Yaver Cevat Bey, bu muharebelerde askerimizin gayet şiddet ve gayretle hareket ettiklerine dair izahat verdi, misaller getirdi. Onlardan biri de şu ki kuvvei mâneviyesi yerinde olan, mafevklerinin fedakârlığına tamamen inanan askerde mevcut kuvvetli ruhu göstermek itibarıyla mühim buldum. Sıhhiye efradımız bir yerde istirahat ediyorlar ve yemek yiyorlarmış. Tam o esnada bir obüs yakınlarına düşmüş. Askerler bir müddet toz duman arasında kalmışlar. Sonra o sis sıyrılır sıyrılmaz görmüşler ki o askerler arka üstü yatmış kahkaha ile gülüyorlar, kendilerine zararı dokunmamış olan obüsle alay ediyorlar.
Paşa dedi ki: 29. 30. 31 temmuzda, 1 ve 2 Ağustos'ta büyük mikyasta hadisat yoktur. Olanlar da sizi alâkadar etmez.

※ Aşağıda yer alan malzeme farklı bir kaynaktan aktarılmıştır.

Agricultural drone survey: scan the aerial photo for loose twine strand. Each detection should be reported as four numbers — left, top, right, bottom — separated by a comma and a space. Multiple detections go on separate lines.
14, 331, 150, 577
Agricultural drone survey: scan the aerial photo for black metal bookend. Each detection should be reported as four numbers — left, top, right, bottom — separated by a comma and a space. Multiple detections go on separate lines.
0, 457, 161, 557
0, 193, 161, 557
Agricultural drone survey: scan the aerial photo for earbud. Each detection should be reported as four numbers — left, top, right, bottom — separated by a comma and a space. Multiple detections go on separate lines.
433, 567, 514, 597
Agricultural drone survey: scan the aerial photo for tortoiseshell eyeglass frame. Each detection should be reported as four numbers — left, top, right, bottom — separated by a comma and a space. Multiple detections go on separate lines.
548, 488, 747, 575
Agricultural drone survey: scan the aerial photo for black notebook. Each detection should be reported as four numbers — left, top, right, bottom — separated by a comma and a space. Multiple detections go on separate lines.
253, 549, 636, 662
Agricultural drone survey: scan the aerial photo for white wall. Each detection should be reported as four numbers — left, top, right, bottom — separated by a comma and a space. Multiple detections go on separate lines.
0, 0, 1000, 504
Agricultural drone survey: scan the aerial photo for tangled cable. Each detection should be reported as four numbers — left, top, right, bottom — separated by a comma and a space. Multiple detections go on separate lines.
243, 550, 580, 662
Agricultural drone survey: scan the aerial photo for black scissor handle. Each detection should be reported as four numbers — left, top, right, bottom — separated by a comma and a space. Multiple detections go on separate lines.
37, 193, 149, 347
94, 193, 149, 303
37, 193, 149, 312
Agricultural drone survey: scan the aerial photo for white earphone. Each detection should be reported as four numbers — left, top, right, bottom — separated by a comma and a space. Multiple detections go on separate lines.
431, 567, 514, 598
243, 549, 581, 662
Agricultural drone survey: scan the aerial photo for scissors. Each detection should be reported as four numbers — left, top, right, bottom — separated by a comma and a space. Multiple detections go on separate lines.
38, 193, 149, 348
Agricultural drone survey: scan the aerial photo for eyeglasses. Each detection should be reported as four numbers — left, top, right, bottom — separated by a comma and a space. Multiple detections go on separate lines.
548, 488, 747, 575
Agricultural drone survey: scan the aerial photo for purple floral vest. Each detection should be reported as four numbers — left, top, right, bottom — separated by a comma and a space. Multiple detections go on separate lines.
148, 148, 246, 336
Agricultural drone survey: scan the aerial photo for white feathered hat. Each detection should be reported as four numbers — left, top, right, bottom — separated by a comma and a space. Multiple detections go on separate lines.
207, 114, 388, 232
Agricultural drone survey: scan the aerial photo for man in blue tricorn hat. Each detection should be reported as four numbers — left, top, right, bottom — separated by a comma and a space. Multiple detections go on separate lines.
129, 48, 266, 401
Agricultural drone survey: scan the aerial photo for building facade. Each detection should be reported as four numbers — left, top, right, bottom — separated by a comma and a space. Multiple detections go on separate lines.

3 Ağustos muharebesi (Kireçtepe): Kireçtepe Anafartalar muharebe cephesinin sağ cenahında pek mühim bir mevzidir. Düşman 2 Ağustos günü akşam saat 6.30 sonrada bir liva kadar kuvvetiyle grubun sağ cenahına taarruz ve Kireçtepe'nin bazı aksamını zaptetmişti. Fakat aynı gece kıt'alarımız tarafından yapılan mukabil taarruzla Kireçtepe mevzii istirdat edildi. Düşman 3 Ağustos günü daha faik kuvvetlerle tekrar Kireçtepe'ye taarruz etti. Düşmanın pek ciddi olduğu anlaşılan bu taarruzuna karşı yakından ve bizzat ittihazı tedabir etmek üzre mezkûr cephe gerisinde Turşun köyündeki fırka karargâhına gittim. Kireçtepe muharebe meydanında kâfi miktarda kuvvetlerin seian toplanması lüzumu tezahür etmişti. Onun için istifadesi mümkün olan cüzütamları celbetmek suretiyle öğleye kadar 12 tabur cem'ine muvafak oldum. Celbolunan kuvvetler mütemadiyen muharebe hattına yürüyorlardı. En nihayet, erkânı harbiyemden icap edenlerle beraber bizzat ben de muharebe hattına yaklaşmak lüzumunu hissettim. Bulunduğum yerden muharebe hattına giden tek bir yol vardı. Bu yol mütemadiyen sahil yakınından geçiyor, düşmanın sahile yaklaşmış olan iki torpidosu tarafından mütemadiyen ateş altında bulunduruluyordu. Bu sebeple ileri hareket eden tekmil kıtaatın durmuş olduğunu gördüm. Havyandan indim, kolun başına ve mecburî tevakkuf olunan noktaya geldim. Filhakika oradan ileri geçmek mevtle kat'î olarak temas etmek demektir. Halbuki bugün bu kıt'aların ileri geçmesi lazımdı. Arkamdan ve birbirinden fasıla ile erkânı harbiye reisi ve yaverlerim geçtiler. Ondan sonra, tevakkuf eden kıtaat kumandanlarına "geçeceksiniz" dedim. Parça parça koşmak suretiyle arzu edilen kıt'alar geçirildi. Bu muharebenin neticesinde düşman hareketi akim bırakıldı, evvelkinden daha hâkim bir vaziyet alındı.